Is Daily Shikaku a math game?

Yes, Daily Shikaku is best categorized as a math and logic puzzle. It uses numbers as area clues, but the main challenge is spatial reasoning rather than calculation.

What is the goal of Daily Shikaku?

The goal is to divide the entire grid into rectangles. Each rectangle must contain one number, and the rectangle area must match that number.

Is Daily Shikaku like Sudoku?

Daily Shikaku is similar to Sudoku in that it is a logic puzzle, but the mechanics are different. Sudoku is about placing digits, while Shikaku is about drawing rectangles based on area clues.

Do I need to guess in Daily Shikaku?

Good Shikaku puzzles can usually be solved through deduction. If you feel forced to guess, look again for corners, edges, small clues, and trapped-cell situations.

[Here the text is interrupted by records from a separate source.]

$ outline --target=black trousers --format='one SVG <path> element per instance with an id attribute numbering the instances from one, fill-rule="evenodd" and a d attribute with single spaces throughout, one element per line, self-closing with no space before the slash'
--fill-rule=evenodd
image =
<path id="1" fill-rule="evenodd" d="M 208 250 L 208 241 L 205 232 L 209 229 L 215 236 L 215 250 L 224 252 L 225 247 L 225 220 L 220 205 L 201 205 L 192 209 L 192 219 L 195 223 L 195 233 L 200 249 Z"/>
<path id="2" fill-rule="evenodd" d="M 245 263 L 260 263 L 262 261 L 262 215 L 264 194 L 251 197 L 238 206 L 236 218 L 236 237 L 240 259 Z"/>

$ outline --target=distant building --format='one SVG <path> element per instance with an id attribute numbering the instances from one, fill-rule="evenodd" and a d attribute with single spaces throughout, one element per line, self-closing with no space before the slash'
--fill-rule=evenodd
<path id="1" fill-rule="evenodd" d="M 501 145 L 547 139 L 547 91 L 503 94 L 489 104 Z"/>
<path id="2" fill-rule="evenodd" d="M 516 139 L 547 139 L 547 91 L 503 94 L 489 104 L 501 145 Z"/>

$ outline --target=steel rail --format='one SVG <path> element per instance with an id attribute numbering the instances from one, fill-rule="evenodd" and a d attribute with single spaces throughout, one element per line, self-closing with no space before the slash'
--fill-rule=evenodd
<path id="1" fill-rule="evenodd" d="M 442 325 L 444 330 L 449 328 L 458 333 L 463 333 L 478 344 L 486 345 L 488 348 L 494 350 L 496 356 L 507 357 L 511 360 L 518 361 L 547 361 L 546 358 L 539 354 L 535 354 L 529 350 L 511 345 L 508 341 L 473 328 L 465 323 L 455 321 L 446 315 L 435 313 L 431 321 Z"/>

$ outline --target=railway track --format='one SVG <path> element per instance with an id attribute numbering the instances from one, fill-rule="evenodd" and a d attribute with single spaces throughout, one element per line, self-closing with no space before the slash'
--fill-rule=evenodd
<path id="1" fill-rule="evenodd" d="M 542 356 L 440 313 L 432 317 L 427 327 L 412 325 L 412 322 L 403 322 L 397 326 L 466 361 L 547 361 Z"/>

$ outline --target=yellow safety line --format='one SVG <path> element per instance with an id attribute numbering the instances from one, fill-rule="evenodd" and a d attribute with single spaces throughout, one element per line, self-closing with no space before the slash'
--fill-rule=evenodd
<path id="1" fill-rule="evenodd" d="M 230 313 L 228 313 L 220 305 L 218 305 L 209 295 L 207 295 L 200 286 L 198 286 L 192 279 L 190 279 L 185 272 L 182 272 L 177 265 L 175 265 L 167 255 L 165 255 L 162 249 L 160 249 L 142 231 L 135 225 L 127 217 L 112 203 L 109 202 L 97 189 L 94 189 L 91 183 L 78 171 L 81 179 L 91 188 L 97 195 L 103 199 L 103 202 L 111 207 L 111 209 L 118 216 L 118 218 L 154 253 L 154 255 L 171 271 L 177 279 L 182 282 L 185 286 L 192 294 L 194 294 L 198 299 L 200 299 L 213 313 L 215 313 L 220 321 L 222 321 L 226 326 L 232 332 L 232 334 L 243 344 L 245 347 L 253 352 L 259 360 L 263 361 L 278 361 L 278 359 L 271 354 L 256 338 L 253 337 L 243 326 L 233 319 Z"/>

Is Daily Shikaku good for beginners?

Yes. Daily Shikaku is easy to understand because the rules are simple, but it becomes more challenging as the grid gets larger or the rectangle options become less obvious.

Final Take

Daily Shikaku is a clean, satisfying logic puzzle for players who enjoy Sudoku-style thinking, grid puzzles, and number-based deduction. Its rules are simple enough to learn quickly, but each board becomes a careful battle for space. If you like daily puzzles that are calm, visual, and genuinely strategic, Daily Shikaku is worth playing.